★ 美國紐伯瑞兒童文學榮譽獎
Jerome Foxworthy — the Jayfox to his friends — likes to think he can handle anything. He handled growing up without a father. He handled being the first, and still the only, black kid in his newly integrated North Carolina school. And he sure can handle a basketball. He's still an outsider in the seventh grade, though. So is Bix Rivers, a white kid who has a reputation as a great athlete, but who remains mysterious and moody because of troubles at home.
The two boys form an unlikely and sometimes precarious friendship centered on the basketball court, as Jerome sets out to teach Bix his game. Evening after evening, the boys play alone on an outdoor court, and while Bix improves, he refuses to do any faking — to make any moves. Then he finds his motivation: If he can beat his stepfather at basketball, he will be allowed to visit his mother, who is in a mental institution.

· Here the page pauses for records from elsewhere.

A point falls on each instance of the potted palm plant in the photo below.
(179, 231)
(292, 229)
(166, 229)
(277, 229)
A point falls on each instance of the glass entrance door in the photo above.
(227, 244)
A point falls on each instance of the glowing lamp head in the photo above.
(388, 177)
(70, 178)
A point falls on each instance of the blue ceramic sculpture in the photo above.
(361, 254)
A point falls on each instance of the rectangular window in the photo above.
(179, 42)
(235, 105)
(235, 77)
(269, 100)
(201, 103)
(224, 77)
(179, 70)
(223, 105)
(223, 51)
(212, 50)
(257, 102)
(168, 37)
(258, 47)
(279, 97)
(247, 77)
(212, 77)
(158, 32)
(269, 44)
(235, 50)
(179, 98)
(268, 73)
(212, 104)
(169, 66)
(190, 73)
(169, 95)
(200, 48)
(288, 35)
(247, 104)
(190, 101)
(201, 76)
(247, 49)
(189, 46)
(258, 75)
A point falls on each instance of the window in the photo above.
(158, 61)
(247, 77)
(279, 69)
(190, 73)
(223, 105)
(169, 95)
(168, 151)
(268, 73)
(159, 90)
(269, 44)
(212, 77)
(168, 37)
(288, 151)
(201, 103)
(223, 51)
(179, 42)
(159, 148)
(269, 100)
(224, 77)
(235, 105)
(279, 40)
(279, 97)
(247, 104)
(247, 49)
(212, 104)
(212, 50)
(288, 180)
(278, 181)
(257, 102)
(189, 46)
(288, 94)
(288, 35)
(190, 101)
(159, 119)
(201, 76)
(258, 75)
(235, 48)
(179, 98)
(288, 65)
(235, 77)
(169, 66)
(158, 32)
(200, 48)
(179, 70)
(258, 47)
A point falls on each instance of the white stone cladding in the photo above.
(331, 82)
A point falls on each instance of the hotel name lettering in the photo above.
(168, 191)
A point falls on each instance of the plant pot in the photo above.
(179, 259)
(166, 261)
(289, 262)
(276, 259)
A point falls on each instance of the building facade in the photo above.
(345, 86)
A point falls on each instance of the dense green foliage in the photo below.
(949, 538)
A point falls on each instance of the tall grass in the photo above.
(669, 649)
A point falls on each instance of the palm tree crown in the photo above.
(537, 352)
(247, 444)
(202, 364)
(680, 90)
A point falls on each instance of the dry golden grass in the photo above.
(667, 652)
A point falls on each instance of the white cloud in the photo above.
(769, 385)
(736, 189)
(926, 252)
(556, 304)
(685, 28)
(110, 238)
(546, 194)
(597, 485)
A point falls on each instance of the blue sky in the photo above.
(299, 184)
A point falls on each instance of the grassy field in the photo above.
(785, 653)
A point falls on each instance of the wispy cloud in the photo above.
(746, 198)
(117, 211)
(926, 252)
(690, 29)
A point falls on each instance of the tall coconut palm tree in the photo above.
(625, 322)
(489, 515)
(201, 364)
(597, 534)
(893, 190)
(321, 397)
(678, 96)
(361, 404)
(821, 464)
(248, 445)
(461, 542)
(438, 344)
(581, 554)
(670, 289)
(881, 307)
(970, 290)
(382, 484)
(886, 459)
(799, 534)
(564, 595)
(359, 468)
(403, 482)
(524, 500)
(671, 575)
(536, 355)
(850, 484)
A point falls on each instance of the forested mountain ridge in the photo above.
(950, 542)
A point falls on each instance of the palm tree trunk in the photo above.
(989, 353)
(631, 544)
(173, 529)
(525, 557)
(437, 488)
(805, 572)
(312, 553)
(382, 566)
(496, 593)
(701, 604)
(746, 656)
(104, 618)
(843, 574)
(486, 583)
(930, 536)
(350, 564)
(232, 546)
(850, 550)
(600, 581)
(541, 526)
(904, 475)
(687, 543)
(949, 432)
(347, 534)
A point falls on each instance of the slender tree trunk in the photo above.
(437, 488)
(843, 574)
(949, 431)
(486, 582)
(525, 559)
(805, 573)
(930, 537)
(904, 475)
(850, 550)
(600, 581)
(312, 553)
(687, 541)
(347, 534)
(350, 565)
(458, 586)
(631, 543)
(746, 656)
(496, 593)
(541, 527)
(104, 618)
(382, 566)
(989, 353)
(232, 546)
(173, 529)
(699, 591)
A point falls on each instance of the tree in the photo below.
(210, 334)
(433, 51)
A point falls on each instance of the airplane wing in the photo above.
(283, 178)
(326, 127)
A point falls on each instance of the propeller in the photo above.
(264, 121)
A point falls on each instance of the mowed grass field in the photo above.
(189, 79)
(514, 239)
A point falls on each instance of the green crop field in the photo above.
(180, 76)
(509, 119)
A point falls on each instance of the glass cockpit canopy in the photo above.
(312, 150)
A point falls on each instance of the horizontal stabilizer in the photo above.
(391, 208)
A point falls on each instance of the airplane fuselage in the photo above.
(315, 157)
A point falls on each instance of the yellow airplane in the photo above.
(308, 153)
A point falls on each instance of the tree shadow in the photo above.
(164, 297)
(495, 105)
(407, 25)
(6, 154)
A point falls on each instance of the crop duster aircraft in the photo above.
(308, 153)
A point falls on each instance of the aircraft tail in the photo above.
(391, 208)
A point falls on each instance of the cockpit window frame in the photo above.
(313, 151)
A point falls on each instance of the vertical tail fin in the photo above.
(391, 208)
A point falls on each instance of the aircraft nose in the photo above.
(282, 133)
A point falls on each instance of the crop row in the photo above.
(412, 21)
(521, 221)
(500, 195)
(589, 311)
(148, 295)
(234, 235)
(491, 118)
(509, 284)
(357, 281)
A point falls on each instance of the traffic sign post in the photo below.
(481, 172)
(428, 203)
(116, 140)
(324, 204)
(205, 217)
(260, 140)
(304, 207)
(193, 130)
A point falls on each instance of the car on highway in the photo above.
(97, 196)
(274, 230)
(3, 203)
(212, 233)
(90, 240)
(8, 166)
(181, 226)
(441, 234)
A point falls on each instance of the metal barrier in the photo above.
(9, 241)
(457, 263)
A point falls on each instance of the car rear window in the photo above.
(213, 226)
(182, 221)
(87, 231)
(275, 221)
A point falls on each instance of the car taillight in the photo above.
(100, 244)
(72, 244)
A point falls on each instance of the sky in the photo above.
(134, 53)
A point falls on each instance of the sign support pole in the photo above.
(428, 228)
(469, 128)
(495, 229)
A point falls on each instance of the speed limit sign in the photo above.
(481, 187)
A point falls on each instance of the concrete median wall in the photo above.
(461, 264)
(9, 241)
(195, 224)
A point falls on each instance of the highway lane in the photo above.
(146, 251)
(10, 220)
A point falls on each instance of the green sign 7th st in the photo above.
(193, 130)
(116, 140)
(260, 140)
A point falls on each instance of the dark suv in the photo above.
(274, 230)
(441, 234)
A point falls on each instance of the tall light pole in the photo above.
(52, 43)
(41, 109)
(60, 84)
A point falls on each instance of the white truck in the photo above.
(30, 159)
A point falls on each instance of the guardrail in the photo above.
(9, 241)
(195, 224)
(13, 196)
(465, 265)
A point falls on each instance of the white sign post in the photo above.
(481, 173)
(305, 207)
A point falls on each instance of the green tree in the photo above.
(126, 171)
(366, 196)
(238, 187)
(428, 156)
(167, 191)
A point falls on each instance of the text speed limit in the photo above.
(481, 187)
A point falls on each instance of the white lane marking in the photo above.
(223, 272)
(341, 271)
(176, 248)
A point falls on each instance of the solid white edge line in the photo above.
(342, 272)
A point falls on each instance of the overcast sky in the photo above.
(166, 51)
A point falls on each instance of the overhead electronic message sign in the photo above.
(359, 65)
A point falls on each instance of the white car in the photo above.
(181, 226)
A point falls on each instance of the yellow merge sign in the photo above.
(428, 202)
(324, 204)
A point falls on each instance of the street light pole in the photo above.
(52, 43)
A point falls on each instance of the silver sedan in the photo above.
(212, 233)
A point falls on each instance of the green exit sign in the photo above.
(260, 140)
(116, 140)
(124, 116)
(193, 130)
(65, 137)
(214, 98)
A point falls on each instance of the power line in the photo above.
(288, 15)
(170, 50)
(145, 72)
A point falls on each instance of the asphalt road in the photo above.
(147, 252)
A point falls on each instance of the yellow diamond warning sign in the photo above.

In this Newbery Honor Book, Bruce Brooks' first novel for young people, the deservedly award-winning author combines the energy and pace of a sports story with the depth of a realistic coming-of-age novel. Brooks infuses Jerome's first-person narration with humor and attitude, and creates detailed, entertaining basketball scenes that fairly jump off the page to capture sports fans and reluctant readers. But he is also an expert at capturing his characters' complexities, and underlying the banter in The Moves Make the Man is a serious exploration of values and the way people relate to one another.